The ever-increasing complexity of renewable energy projects and their supporting technological and financial frameworks is accelerating the need to have a sophisticated understanding of the energy produced.
In the past, the total quantity of energy generated was the only real consideration for many owners and operators. However, in today’s market, renewable projects are increasingly having to consider the delivery profile of that energy.
Historically, when projects could rely on a fixed price for their energy, such as through a government support mechanism, owners didn’t worry so much about the variable market price. However, as the penetration of renewable energy has been growing in markets throughout the world, projects are becoming increasingly exposed to market pricing (e.g. acting as merchant projects) and the generation profile is now just as important as the quantity produced. Furthermore, the development of hybrid power plants powered by renewables means that additional clarity is needed on the profile and the certainty of supply. This is true when trying to efficiently combine wind and solar power generation with the requirements of storage units or with electrolysers producing “green” hydrogen.
For a naturally variable source of power production like renewables, all of the above market developments pose a challenge. At DNV GL, we have been developing increasingly advanced methodologies to understand the production of renewable projects at specific times. This provides valuable insights for those taking on the risk of variable generation in a world of variable prices.
The simplest way of assessing the shape of production is to look on a monthly basis. Monthly analysis is sufficiently aggregated to be easy to model and low risk to use. It can also be expanded to consider daily variations in monthly production. Nonetheless, this resolution is becoming more coarse relative to the resolution of revenue generated, so the next step is to move into the domain of hourly production analysis. How often will the asset produce above or below certain thresholds? How much will it produce when energy prices are high or low? How well will a storage system or back-up energy supply cope with the variable levels of demand and generation?
It’s worth highlighting that the accurate modelling of hourly production is not trivial. In particular, energy loss factors can no longer be applied as annual averages but must be added as a realistic time series. Also, each loss factor has a different hourly characteristic and poses a different problem. Incorrectly accounting for these can easily skew any resulting analysis. For example, does turbine downtime impact every hour of the year equally? Are icing losses being included in summer months?

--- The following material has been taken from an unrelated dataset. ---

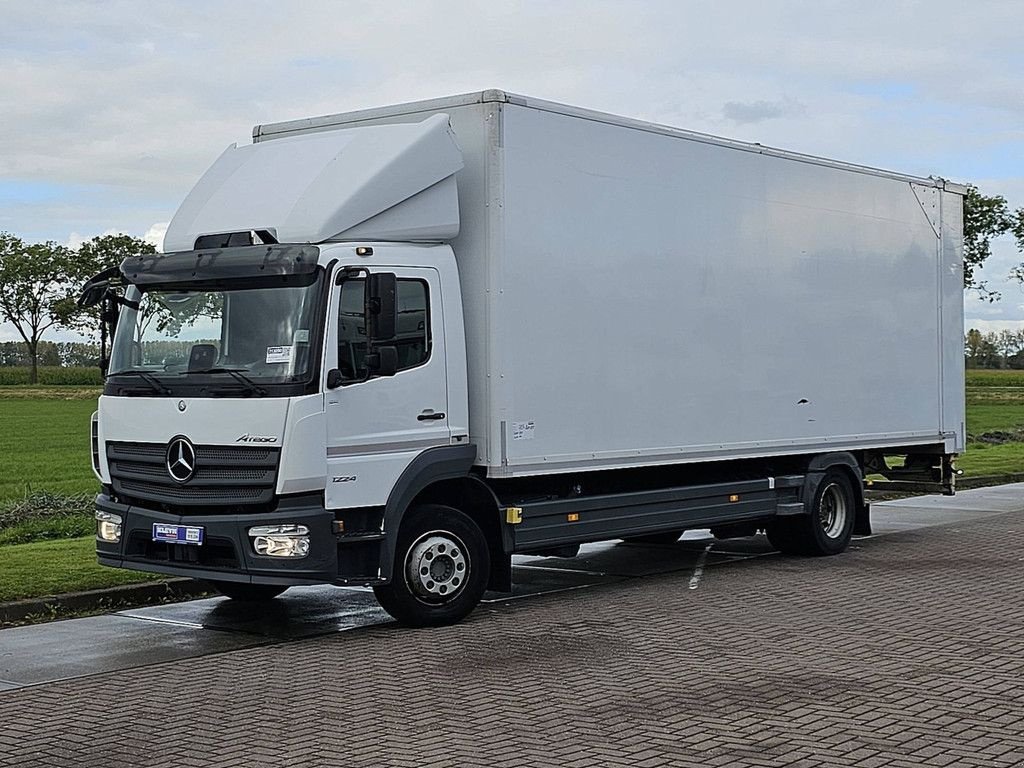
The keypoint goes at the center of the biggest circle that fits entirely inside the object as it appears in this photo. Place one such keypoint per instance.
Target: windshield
(264, 334)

Additionally, there remains one final problem once you have identified a realistic power time series: your time series is based on one (or more) historical year of meteorological data and doesn’t represent what your asset will actually produce in the future. We cannot predict hourly production beyond a few weeks into the future, so history is our best and only guide. However, it represents one of an infinite number of possible futures, not the only one. Should you really hedge your bet on a single set of numbers that you know are not going to be repeated?
Luckily, the latest developments we have undertaken in time series modelling offer a solution and it’s all down to the stochastic engine. The stochastic engine analyses a set of concurrent data (wind speed, irradiance, temperature, price, demand, etc), understands the statistical interdependencies and then generates infinite new sets of variables which retain the same statistical characteristics. In other words, the stochastic engine allows us to create thousands of plausible energy, load or revenue time series to take a big data look at time series problems. Want to know the P90 production in any hour? Want to see the P99 revenue over a year? These are the kinds of questions we can now answer with the stochastic engine, giving renewable projects the tools needed to realistically model future scenarios.
Off-takers already value the ability to know what their operational output will look like and soon so will savvy investors. Better understanding means better financing arrangements and better credibility for the renewables industry. Now that’s something worth modelling!